Surgery for Chronic Rhinosinusitis?

In chronic rhinosinusitis (CRS), do symptoms before surgery relate to the operation delays, and do these delays affect outcomes after surgery? In a poster presented at the American Rhinologic Society (ARS) 68th annual meeting, held from September 9, 2022, through September 10, 2022, in Philadelphia, PA, titled “Analysis of the Effects of Delays in Care on Chronic Rhinosinusitis Patients’ Symptom Severity and Outcomes,” researchers from Cedars Sinai Medical Center’s Sinus Center of Excellence and Division of Otolaryngology provided their answer.

CRS happens when the sinuses inside the nose and head are swollen and inflamed for at least three months. It is a complicated disease that affects 3% population in the western world. Even though medications are the first line of defense in a multimodal treatment plan, many patients need functional endoscopic sinus surgery (FESS) to finally relieve symptoms and disease burden. Understanding how surgery delays may affect disease progression and subsequent outcomes is thus a significant public health question.

In this questionnaire-based study, the Research Electronic Data Capture (REDCap) system was used to get information from 100 CRS patients treated at Cedars-Sinai Medical Center. The 22-item Sinonasal Outcome Test (SNOT-22) is a subjective questionnaire that measures typical nasal symptoms and symptoms outside the nose. Each item scores 0 (no problem) and 5 (worst possible problem). For the analysis, patients were split into two equal groups: those who had surgery within 12 months of their surgeon’s initial recommendation and those who did not. Before surgery and three months later, the SNOT-22 score was used to measure how bad their CRS symptoms were.

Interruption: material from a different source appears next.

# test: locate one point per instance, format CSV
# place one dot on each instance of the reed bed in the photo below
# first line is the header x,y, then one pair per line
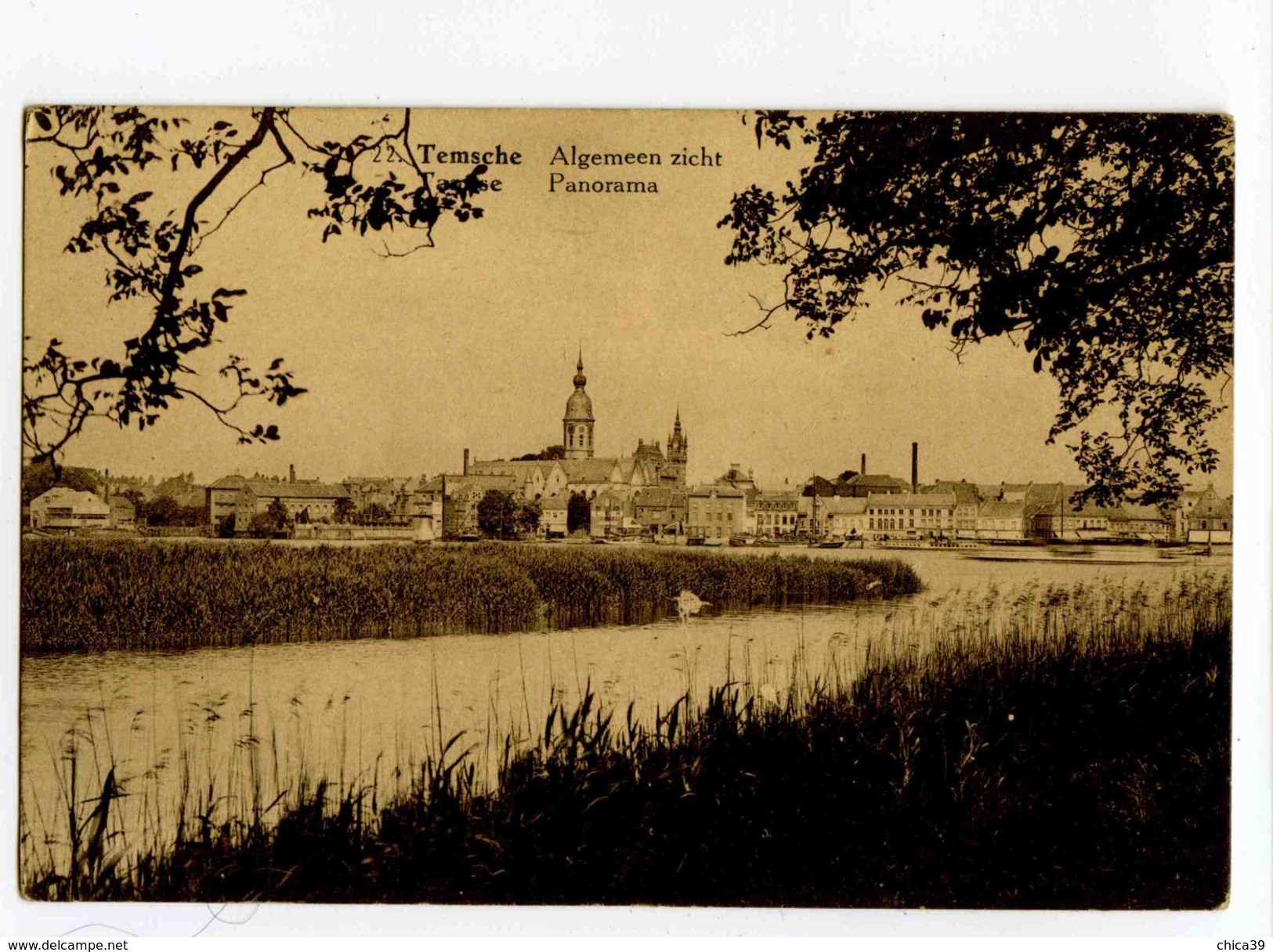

The results showed that there wasn’t a big difference between the pre-operative SNOT-22 scores of these two groups (39.7 vs. 41.8). Furthermore, when the SNOT-22 scores were examined three months after surgery, there were no significant differences in improvement rates despite the delays in care. These results showed that the average severity of chronic rhinosinusitis symptoms, as measured by the SNOT-22 scores, was not statistically different between these two groups.

Current CRS guidelines recommend that ESS should be a choice, and the decision to have surgery is usually made by the patient and the doctor together. Patients with more symptoms are more likely to try it, while those with fewer symptoms are more likely to stick with medical therapy alone. However, patients who choose to keep getting medical treatment tend to feel less good over time than those who get ESS. This makes us wonder if the decision to delay ESS is bad. If delaying primary ESS puts a patient at risk for less improvement or worse long-term results, the patient should decide to get ESS sooner to avoid these problems.

“Our results suggest that putting off surgery may not slow down the improvement of symptoms after ESS,” the speaker, Michela Borrelli, concluded, “With these results, the idea that surgery done sooner may help more after ESS is called into question. Future research is needed to define how long CRS symptoms last and to figure out when surgery should be done for CRS.”